Il faisait très froid ce matin à la boulangerie.

Ah ! Bon ? C’est étrange ! il fait pourtant si chaud !

Le soleil avait disparu, ils ont éteint le soleil.

Le soleil a disparu ?

Oui ! Ils l’ont effacé le soleil.

Ils ont repeint la vitrine de couleur bleu marine et il faisait très froid ce matin à la boulangerie.
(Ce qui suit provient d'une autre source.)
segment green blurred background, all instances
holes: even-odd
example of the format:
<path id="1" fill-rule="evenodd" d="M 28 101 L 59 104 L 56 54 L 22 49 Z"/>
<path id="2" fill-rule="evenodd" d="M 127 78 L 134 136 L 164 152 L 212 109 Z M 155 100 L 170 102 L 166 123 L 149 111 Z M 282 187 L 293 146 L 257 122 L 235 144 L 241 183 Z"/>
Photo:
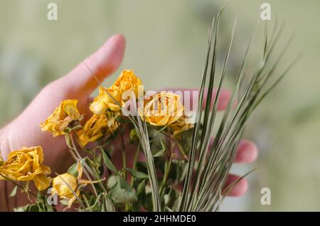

Ah ! Bon ? C’est étrange ! c’était pareil à l’épicerie et aussi dans les tours, au bureau, à l’usine.

Ils pensent que c’est une bonne idée, comme ça, on aura moins chaud.

Oui ! Ce froid s’étend dans la ville.

Ils repeignent les fenêtres pour ne plus voir le soleil.

Il devient bleu à l’intérieur,

Un bleu bien sombre,

Un bleu marine.

Une peinture bleue s’est répandue dans la ville pour ne plus voir le soleil.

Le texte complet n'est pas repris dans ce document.